校長講完話就是頒獎環節,他們按著副校長念的名字順序一個個接連上台,排成一列。
「有請蘭石總裁褚承明先生上台......」
後面接著介紹了蘭石今年對學校的捐助,什麼教學樓,什麼教學設備的路知燦統統沒聽見,從褚承明的名字被念出來的時候他就傻了。
靠,是他知道的那個蘭石嗎?他這名兒不會也是重名吧?路知燦腦袋裡跟要寫程序似的,代碼壓著代碼,計算這兩項同時撞名的可能性,直到褚承明走他跟前他還半張著嘴愣神兒。
褚承明半挑著眉頭把獎狀塞到他手裡,臨了還故意用食指勾了下路知燦的手心兒,給路知燦癢得縮了一下,一顆撲通撲通亂響的心也像是被撓劈叉了,直往褚承明身上打滑。
「操,我......」好半天路知燦聲音挺小地開了口,拋出兩句氣音之後又懵逼地啞了火。
「這麼狂野。
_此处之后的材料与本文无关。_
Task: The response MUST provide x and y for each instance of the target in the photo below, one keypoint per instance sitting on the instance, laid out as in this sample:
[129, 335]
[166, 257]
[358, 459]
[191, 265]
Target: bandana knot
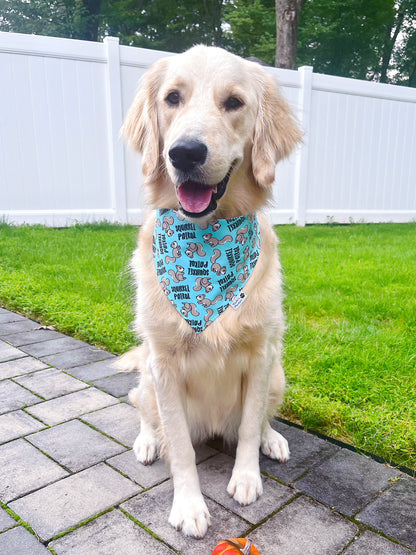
[202, 270]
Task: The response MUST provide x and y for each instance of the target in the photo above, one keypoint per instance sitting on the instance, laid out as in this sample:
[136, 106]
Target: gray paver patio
[70, 444]
[68, 470]
[24, 469]
[115, 532]
[6, 521]
[17, 424]
[13, 397]
[68, 502]
[71, 406]
[50, 383]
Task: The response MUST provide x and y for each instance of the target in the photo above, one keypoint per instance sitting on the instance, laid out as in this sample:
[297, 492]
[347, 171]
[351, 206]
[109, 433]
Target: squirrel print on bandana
[202, 271]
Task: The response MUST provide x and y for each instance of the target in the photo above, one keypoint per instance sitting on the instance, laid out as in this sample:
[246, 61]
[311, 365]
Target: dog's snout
[186, 155]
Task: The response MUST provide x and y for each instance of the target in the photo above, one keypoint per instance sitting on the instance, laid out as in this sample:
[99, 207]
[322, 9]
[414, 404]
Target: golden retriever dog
[210, 127]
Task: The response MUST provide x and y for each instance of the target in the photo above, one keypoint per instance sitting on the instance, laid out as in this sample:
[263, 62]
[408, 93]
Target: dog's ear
[275, 135]
[140, 128]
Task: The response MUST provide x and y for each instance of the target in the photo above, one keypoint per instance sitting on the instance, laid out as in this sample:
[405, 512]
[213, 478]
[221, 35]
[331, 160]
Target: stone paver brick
[19, 367]
[118, 385]
[305, 451]
[8, 352]
[214, 475]
[304, 528]
[94, 370]
[394, 512]
[7, 329]
[119, 421]
[6, 521]
[152, 474]
[23, 469]
[75, 445]
[346, 481]
[152, 508]
[13, 397]
[50, 383]
[33, 336]
[18, 541]
[145, 476]
[17, 424]
[83, 355]
[52, 346]
[71, 406]
[109, 534]
[73, 499]
[369, 543]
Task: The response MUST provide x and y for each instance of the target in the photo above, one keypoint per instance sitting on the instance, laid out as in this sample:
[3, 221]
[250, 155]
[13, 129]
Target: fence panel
[61, 158]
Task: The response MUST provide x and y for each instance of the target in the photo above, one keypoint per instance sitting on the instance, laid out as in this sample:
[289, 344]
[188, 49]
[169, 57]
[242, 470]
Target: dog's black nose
[185, 155]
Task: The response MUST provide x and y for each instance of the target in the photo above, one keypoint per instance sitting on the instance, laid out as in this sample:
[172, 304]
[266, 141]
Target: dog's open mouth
[197, 199]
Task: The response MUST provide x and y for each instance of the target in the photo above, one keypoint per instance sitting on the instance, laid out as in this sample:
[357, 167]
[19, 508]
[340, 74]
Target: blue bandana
[203, 270]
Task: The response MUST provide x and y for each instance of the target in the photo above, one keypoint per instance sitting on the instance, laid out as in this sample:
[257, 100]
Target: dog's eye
[233, 103]
[173, 98]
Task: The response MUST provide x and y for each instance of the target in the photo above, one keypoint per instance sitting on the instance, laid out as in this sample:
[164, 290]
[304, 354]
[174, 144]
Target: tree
[364, 39]
[287, 22]
[164, 24]
[251, 29]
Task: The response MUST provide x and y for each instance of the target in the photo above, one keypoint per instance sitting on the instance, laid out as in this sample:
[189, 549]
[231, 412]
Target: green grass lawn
[350, 349]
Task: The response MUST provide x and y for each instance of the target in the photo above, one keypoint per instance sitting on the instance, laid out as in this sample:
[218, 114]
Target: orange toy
[235, 546]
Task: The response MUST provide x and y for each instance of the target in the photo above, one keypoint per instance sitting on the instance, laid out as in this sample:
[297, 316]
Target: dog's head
[211, 128]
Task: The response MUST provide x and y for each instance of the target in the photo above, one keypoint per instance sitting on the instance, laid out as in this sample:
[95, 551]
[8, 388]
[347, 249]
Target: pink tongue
[194, 197]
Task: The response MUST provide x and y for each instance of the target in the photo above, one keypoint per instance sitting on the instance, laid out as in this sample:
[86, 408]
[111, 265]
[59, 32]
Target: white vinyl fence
[62, 103]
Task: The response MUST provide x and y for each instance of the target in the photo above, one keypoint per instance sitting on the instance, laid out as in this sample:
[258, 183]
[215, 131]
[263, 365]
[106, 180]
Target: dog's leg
[189, 512]
[273, 444]
[147, 444]
[245, 484]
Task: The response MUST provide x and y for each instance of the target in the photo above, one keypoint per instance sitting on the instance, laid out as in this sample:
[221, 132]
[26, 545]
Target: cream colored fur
[227, 380]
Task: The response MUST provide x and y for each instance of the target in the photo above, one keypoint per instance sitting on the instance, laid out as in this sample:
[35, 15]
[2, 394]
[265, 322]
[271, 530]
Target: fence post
[301, 171]
[115, 120]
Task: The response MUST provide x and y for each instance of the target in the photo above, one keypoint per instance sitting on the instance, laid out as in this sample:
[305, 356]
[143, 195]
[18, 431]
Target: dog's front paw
[245, 486]
[190, 515]
[146, 448]
[274, 445]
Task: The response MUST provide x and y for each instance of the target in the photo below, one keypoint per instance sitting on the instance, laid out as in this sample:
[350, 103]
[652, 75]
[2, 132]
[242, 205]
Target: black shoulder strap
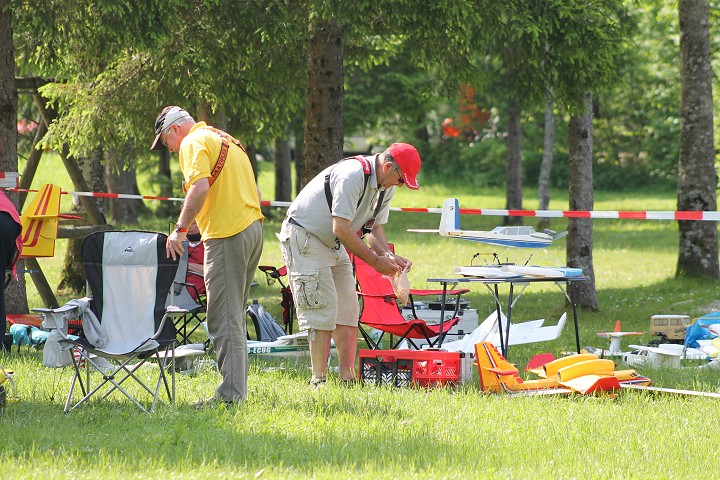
[366, 172]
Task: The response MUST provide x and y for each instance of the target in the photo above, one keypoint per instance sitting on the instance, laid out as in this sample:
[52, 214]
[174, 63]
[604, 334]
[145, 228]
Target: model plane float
[520, 236]
[581, 373]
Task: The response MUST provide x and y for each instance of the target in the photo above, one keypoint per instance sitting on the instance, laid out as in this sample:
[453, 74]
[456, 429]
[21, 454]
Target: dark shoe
[316, 383]
[212, 403]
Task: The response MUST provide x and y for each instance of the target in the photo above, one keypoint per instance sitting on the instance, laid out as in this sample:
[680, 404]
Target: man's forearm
[194, 200]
」褚承明順著他那倆字兒往下接,給小孩兒逗了個大紅臉兒,眨巴兩下眼兒才咳嗽一聲跟他使眼色。
「我靠啊,你怎麼來了!」
「想你就來了。」
老男人一句話把路知燦半肚子的震驚給憋了回去,你媽、的,這人怎麼這麼直接,騷話張嘴就來,路知燦腦袋炸成鍋糊糊,理了半天沒找出個話頭。
「好像偷情啊,有點兒刺激。」他聲音不大,跟蚊子嗡嗡似的,只直勾勾地入了褚承明的耳。
褚承明嘴角勾著笑,把獎品遞給他,借著接觸的機會往前傾身:「校服挺好看的,我很喜歡。」說完就走,留下路知燦在那兒站著,獎品跟燙手一樣拿都拿不住。
合影的時候褚承明繞了個彎兒來他身邊站著,面上波瀾不驚,背地裡扣著路知燦的手背到身後,一通操作下來,路知燦耳朵尖兒滴紅,被這種隱秘的動作刺激的打飄。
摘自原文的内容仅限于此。